For Asia Times Online www.atimes.com
By Jens Kastner
TAIPEI – While the prospect of a trade war between China and Japan over the latter’s move to buy the disputed Senkaku/Diaoyu Islands excited analysts – without being quite sure who the winner would be – holders of Chinese shares with even the remotest connection to China’s People’s Liberation Army (PLA) are laughing up their sleeves.
Chinese shipbuilding and defense share jumped on September 11, the day Japan decided to purchase the islands from its private owners.
China-defense-mashup, a blog run by military-enthusiasts, is one outfit that keeps a firm eye on the Shanghai and Shenzhen A shares. On September 11 the overall index tumbled 0.67%, but the bloggers, evaluating the category of shares of companies that produce about anything that keeps the PLA going, took note of a relatively impressive 1.78% rise.
While China’s policymakers face sleepless nights from the prospect of conflict, the myriad Chinese enterprises that supply the PLA are enjoying handsome gains.
“Conflict is good for the defense sector,” said Ronald A Edwards, an expert on China’s political economy and professor at Tamkang University in Taipei. “For such companies, as in many countries, there are no ‘bad foreign engagements’.” These companies make money when their sales go up, and the motivation behind their products’ use is “irrelevant from an accountant’s point of view”.
It is arguably true for all countries with a developed military-industrial complex that defense-related stocks offer distinct and attractive characteristics to investors. An important one of which is counter-cyclicality, meaning that while the fortunes of most economic sectors rise and fall with the commercial business cycle, defense stocks do particularly well in times external negative factors, such as diplomatic tensions, make all others suffer.
There also is the weighty plus of political protection, as sales by and large depend on the state, which, to make matters even more promising, tends to make them relatively insensitive to price increases. China’s defense stocks are also benefiting from the PLA’s spectacular recent modernization, helped by a budget that will officially top US$100 billion this year but is believed to actually be much higher
There is also the country’s somewhat precarious strategic position: China is embroiled in a handful of unresolved territorial maritime and land issues, and whenever tensions flare up because one of them, related developments are set to leave their a mark on Shanghai and Shenzhen A shares.
For example, shipbuilding and defense stocks rose in June 2011, when Vietnam held live-fire exercises in the South China Sea. The received a similar boost around the same time when news broke on China’s construction of aircraft carriers that could possibly be intended for patrolling disputed waters, and also earlier this year, during a high-profile stand-off with the Philippines around the Scarborough Shoal.
Earlier, in October 2010, the launch of China’s unmanned lunar probe Chang’e 2, which came along with weighty military implications, was accompanied by sharp rises of defense stocks at a time when all other indexes turned downward. Similar gains were made on the death of North Korean leader Kim Jong-il.

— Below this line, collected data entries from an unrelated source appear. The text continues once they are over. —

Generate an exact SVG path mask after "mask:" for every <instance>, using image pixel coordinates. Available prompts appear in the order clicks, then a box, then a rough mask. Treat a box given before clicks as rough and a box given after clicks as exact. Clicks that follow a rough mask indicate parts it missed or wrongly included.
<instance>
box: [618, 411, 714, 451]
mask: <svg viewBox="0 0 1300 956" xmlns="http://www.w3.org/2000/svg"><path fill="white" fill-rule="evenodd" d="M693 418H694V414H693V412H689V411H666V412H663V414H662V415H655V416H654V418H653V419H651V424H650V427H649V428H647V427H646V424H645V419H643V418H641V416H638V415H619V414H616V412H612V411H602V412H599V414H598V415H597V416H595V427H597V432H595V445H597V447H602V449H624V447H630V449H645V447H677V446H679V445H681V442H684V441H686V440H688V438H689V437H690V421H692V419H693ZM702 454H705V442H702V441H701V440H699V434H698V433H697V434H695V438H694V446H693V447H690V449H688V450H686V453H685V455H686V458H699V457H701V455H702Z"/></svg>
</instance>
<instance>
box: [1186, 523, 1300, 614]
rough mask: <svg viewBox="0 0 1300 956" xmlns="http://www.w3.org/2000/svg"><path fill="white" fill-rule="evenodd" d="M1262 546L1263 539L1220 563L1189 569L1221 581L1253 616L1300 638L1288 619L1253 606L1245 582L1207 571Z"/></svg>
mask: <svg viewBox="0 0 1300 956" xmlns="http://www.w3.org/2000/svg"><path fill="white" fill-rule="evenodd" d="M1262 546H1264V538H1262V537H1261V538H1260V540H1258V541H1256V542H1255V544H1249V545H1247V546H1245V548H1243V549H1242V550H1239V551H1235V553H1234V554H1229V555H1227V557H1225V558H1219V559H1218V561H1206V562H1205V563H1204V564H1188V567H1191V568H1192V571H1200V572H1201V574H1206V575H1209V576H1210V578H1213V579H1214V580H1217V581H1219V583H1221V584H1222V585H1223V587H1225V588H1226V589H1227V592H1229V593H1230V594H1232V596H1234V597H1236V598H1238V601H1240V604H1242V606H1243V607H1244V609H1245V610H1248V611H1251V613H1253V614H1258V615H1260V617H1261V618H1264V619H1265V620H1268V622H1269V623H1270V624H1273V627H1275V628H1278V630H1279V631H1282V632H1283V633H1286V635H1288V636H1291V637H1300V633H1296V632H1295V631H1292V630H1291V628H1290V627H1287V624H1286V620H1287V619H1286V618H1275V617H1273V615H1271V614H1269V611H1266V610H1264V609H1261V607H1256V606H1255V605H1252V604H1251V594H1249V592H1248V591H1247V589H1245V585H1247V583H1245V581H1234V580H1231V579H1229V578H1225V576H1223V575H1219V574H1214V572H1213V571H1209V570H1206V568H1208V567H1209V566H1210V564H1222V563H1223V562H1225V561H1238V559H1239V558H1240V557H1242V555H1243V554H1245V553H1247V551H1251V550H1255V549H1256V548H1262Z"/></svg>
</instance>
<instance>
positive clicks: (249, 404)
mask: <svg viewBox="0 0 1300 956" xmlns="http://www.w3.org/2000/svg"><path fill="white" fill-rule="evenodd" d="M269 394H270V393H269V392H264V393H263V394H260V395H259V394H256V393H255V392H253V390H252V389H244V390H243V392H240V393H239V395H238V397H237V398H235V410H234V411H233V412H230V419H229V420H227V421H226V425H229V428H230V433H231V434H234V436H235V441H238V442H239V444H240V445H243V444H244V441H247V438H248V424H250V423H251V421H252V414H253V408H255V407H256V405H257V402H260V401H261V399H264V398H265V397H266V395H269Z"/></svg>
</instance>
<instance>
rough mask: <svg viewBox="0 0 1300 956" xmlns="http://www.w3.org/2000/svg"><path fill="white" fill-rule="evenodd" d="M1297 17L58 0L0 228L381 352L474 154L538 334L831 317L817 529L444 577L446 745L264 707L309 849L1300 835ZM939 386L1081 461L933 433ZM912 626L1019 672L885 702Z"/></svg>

But while China’s geopolitical troubles can make timely investing in the country’s defense shares a comfortable activity, there are significant obstacles to making easy money from the PLA. The most obvious is that the A shares on the Shanghai and Shenzhen exchanges are denominated in yuan and are closed to foreign investors with the exception of a very few select foreign institutions.

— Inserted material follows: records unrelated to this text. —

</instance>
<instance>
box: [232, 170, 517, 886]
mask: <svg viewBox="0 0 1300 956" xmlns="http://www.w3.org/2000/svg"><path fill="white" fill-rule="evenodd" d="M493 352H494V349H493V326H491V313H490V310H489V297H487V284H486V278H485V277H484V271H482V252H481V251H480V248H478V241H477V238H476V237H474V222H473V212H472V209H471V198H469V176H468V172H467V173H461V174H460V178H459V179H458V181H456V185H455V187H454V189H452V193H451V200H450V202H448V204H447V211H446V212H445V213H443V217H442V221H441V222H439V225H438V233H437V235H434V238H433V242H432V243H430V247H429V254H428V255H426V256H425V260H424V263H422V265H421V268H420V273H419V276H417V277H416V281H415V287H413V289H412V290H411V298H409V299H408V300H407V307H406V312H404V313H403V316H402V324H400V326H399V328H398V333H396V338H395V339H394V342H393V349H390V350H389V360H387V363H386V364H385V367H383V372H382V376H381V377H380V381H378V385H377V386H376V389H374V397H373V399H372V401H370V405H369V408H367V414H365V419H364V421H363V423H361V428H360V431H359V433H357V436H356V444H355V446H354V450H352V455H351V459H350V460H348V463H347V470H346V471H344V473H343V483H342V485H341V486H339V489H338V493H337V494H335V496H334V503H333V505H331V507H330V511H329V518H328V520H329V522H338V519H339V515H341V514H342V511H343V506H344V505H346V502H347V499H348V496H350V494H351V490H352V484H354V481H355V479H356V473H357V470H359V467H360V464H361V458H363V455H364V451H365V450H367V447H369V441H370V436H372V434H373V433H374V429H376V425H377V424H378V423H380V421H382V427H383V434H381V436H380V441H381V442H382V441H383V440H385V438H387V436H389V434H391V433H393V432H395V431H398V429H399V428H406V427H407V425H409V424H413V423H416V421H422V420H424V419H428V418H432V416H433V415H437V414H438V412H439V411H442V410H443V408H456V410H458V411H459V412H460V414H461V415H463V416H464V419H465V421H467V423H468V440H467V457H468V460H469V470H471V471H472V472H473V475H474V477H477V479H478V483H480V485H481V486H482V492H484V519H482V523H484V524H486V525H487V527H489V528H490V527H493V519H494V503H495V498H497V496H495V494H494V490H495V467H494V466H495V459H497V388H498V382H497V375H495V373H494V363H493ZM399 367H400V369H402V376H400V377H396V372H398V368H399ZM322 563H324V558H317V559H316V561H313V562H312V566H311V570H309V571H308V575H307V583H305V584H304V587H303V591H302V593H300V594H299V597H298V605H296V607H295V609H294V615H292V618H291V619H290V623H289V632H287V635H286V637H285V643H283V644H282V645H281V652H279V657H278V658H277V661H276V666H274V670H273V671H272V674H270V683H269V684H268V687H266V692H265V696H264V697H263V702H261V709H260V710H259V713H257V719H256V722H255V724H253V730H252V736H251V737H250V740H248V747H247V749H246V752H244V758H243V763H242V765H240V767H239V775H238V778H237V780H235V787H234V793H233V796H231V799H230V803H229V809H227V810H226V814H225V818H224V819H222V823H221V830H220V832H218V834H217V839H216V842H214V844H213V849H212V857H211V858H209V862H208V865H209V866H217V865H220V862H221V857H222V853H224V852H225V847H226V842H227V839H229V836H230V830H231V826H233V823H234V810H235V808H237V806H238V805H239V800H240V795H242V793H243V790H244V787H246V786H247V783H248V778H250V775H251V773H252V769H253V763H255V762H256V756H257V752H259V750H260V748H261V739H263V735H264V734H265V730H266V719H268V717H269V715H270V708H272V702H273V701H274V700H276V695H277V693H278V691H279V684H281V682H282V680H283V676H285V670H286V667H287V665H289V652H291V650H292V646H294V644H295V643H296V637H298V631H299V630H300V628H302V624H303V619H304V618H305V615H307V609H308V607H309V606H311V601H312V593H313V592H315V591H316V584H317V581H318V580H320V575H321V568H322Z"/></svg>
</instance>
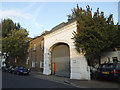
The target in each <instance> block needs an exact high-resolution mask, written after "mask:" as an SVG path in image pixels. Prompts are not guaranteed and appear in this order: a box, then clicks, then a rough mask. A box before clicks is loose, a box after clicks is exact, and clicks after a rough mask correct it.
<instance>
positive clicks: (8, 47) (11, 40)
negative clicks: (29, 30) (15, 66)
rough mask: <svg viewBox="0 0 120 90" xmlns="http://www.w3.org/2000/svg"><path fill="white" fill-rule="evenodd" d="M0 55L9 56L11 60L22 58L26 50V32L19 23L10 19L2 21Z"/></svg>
mask: <svg viewBox="0 0 120 90" xmlns="http://www.w3.org/2000/svg"><path fill="white" fill-rule="evenodd" d="M2 35H3V36H2V53H6V54H9V56H10V57H12V58H13V59H14V58H15V57H20V56H22V55H23V54H24V53H25V52H26V51H27V48H28V37H27V36H28V32H27V30H26V29H22V28H21V26H20V24H19V23H17V24H16V23H13V21H12V20H11V19H4V20H3V21H2Z"/></svg>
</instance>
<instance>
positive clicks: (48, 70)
mask: <svg viewBox="0 0 120 90" xmlns="http://www.w3.org/2000/svg"><path fill="white" fill-rule="evenodd" d="M76 30H77V22H76V21H75V20H70V21H68V22H67V23H61V24H59V25H58V26H56V27H54V28H52V30H51V31H50V32H48V33H47V34H46V35H45V36H44V47H45V48H44V70H43V74H45V75H50V74H53V75H58V76H64V77H69V78H70V79H81V80H90V70H89V68H88V62H87V60H86V58H85V57H84V55H83V54H82V53H81V54H79V53H78V52H77V51H76V49H75V46H74V40H73V39H72V37H73V34H72V33H73V31H76Z"/></svg>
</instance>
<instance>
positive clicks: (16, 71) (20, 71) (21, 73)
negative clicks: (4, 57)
mask: <svg viewBox="0 0 120 90" xmlns="http://www.w3.org/2000/svg"><path fill="white" fill-rule="evenodd" d="M13 73H14V74H18V75H19V74H27V75H29V73H30V69H27V68H24V67H22V66H18V67H15V69H14V71H13Z"/></svg>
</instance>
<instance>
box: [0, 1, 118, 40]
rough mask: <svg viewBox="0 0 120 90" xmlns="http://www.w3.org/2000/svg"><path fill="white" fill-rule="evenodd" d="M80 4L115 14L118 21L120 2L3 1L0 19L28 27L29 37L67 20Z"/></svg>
mask: <svg viewBox="0 0 120 90" xmlns="http://www.w3.org/2000/svg"><path fill="white" fill-rule="evenodd" d="M77 4H78V5H79V6H80V7H82V8H83V9H86V6H87V5H89V6H90V7H91V8H92V12H93V13H94V12H95V11H96V9H97V8H99V9H100V11H103V12H104V14H105V16H106V17H108V16H109V15H110V14H113V19H114V22H115V24H116V23H117V22H118V2H37V1H36V2H35V1H34V2H25V1H24V2H15V1H12V2H7V1H6V2H1V3H0V5H2V6H1V8H0V19H4V18H10V19H12V20H13V21H14V22H16V23H18V22H19V23H20V25H21V26H22V27H23V28H25V29H27V30H28V32H29V37H32V38H33V37H35V36H39V35H41V33H42V32H43V31H46V30H48V31H50V30H51V29H52V28H53V27H55V26H56V25H58V24H60V23H62V22H67V19H68V18H67V15H68V14H71V9H73V8H74V7H76V5H77Z"/></svg>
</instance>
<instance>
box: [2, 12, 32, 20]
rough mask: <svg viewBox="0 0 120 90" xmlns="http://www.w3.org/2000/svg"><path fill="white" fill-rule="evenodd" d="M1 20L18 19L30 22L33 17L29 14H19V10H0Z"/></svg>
mask: <svg viewBox="0 0 120 90" xmlns="http://www.w3.org/2000/svg"><path fill="white" fill-rule="evenodd" d="M3 18H19V19H25V20H30V19H33V16H32V14H30V13H24V12H20V11H19V10H4V11H2V10H0V19H3Z"/></svg>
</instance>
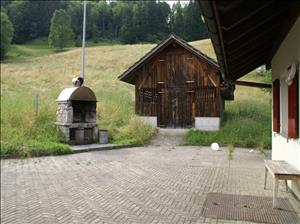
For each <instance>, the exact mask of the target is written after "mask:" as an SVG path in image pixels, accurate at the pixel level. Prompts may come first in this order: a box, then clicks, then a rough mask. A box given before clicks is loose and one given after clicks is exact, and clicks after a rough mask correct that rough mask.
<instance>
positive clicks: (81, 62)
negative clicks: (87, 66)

Professor Edwards holds that those restrictions alone are hardly an overwhelming turn-off to the determined foreign investor. “Everything in China is in the grey area until the spotlight gets turned on, which is rare,” he said. “As long as someone does not draw undue attention to themselves, there is likely a way around it.”
The bigger issue could be the relevant shares’ identification. Many of the recent Senkaku/Diaoyu dispute winners at Shanghai and Shenzhen are plainly obvious, such as China Shipbuilding Industry Corporation (CSIC), which is among the country’s two largest shipbuilding conglomerates and whose shares rose more than 6% on September 11. China Aerospace Science and Technology Corporation (CASC), the main contractor for the Chinese space program, Zhongyuan Special Steel and Fushun Special Steel are also readily identified – shares in the last two rose by their daily limit of 10% that day.
Spotting others takes more imagination, as it involves seemingly harmless dual-use goods. Changchun Yidong Clutch Co, which is listed as a manufacturer of automobile clutches for cars, buses and farm vehicles, rose on September 11, also bucking the general downward trend, as did Zhongbing photoelectric, which officially deals in computer embroidery machines but whose technology plays a crucial role in space craft and night vision goggles. Yaxing Anchor Chain, the proud maker of, well, anchor chains, was among those that reached its daily limit that day.
According to Professor Edwards, given China’s increased military spending and the prominent role of military leaders in policy, there is a tighter link between the defense sector and the state than in Western countries as well as Japan and Korea. This can make the who-is-who somewhat blurry.
“I doubt anyone really is that clear how many private and other state companies are linked up with the PLA, since many of these relationships and transactions are not made in a fully transparent way,” he said.
Jens Kastner is a Taipei-based journalist.